Sometimes, the delicate threads of early-hours birdsong tumble around her like a waterfall. She has a sense of being lifted, carried on the sturdier call of the woodpigeon. She doesn't remember it when she wakes up — not the breeze, nor the deep breaths of dawn air — but she knows. Those are the only mornings she doesn't wake with a headache.
More often she hears a faint rumble, like the earth snoring in the distance. She knows it's her brother, his deep sighs twisting and floating their way to the surface under the old apple tree, where no grass ever grows anymore and no apples ever blossom. A ritual of protest and blame at all the ways she's left him over the years. First in the lake, when he slipped and couldn't swim, then in the ground where he couldn't breathe all over again. It's her punishment now to wake up clutching her throat and gasping for air.
(The narcissus grows still, by her parents' bedroom window. It never stops growing. Eternal spring. It's tall enough now to gaze in through the glass at her mother's face that gazes out, unblinking and unmoving. The pale yellow shimmers on hot days, edges hazy like water. Sometimes she wonders if her mother has drowned too, if her father is the only one of them truly left alive.)
I'm coming back tomorrow, she tells her boyfriend on the phone. It's too quiet here. Her father hugs her goodbye, his eyes shining, says he misses her and that he wishes she could stay. His warmth leaks into her.

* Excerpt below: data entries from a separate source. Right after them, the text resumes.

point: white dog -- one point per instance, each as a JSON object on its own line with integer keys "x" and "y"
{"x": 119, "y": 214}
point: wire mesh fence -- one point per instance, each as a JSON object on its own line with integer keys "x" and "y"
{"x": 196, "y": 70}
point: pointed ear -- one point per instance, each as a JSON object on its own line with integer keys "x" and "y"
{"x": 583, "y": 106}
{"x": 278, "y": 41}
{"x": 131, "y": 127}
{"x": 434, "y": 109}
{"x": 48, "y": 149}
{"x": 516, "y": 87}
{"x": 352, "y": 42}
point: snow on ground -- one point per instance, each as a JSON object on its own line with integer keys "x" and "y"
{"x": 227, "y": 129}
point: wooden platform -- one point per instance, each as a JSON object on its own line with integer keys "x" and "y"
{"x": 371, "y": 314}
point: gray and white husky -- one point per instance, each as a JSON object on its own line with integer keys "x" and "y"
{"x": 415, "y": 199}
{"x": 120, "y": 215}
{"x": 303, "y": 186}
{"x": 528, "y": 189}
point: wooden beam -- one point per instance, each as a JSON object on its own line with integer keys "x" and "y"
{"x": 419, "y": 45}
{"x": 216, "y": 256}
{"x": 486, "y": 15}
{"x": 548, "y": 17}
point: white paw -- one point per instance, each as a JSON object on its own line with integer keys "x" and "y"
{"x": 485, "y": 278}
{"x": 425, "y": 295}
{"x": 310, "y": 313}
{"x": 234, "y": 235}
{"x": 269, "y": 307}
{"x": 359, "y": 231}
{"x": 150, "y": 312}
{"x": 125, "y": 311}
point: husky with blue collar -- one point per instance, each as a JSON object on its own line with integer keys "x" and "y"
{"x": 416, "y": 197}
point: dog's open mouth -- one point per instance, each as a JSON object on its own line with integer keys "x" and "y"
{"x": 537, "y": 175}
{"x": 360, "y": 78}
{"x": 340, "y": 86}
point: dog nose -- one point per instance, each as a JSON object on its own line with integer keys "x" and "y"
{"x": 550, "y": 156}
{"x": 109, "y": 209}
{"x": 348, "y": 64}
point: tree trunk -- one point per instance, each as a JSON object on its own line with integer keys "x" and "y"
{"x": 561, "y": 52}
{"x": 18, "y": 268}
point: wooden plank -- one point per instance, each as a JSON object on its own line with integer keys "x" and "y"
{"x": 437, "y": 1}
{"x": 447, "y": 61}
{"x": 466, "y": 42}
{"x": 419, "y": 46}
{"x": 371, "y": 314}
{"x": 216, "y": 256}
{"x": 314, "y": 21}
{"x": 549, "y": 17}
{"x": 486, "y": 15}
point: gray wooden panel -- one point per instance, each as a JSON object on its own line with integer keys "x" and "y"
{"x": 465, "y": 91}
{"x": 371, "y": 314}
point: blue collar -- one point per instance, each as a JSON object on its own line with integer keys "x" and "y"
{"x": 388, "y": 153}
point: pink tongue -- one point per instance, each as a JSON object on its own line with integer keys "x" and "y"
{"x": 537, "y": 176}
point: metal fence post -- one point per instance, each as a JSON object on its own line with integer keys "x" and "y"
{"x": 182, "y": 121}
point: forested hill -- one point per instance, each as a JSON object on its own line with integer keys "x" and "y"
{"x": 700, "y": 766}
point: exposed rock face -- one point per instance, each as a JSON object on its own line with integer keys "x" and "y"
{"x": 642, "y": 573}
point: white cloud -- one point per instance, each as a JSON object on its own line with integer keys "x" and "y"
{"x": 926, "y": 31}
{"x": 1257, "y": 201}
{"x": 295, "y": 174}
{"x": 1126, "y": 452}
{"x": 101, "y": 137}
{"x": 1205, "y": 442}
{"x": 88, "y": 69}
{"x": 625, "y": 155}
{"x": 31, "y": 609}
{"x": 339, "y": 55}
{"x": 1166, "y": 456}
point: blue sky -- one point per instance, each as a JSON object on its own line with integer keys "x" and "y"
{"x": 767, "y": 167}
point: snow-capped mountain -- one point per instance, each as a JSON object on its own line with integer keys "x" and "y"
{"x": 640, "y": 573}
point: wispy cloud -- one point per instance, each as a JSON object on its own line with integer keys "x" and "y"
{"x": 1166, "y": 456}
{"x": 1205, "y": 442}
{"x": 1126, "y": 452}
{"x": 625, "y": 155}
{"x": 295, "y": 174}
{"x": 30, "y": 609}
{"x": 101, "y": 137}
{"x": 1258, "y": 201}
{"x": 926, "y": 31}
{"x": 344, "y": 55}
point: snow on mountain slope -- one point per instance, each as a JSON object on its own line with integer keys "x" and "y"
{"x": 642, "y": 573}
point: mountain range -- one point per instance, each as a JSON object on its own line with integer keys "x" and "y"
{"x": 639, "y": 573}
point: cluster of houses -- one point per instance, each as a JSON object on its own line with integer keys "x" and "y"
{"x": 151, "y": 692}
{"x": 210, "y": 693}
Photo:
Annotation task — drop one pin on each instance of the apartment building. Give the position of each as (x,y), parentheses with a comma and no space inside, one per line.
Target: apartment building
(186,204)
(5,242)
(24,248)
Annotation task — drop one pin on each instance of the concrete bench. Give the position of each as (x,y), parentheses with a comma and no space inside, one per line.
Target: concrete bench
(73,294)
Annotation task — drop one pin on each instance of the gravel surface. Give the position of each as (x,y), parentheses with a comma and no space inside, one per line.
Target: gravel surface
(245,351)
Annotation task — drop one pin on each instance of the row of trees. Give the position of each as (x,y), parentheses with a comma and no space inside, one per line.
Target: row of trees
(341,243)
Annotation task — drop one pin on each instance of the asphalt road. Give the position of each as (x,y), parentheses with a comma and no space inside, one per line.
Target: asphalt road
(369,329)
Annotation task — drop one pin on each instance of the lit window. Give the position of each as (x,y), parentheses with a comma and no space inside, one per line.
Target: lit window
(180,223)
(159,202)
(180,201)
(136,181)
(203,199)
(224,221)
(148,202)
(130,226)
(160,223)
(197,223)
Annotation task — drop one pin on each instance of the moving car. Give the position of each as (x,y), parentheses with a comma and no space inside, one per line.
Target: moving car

She senses it inside, all the way on the train, bubbling in her bloodstream and making her numb skin tingle with pain. I miss you too, she texts him. I'll be home again soon.
Elodie Barnes is a writer of short fiction, creative nonfiction and poetry. Her work appears regularly in online and print journals, and has been nominated for Best of the Net and the Pushcart Prize. She is Books Editor and Creative Writing Editor for Lucy Writers Platform and is working on two creative nonfiction projects: one a series of fragmentary 'essayettes' on the modernist writer Djuna Barnes, and another about grief, nature and place. Find her online at her website and on Twitter @BarnesElodie.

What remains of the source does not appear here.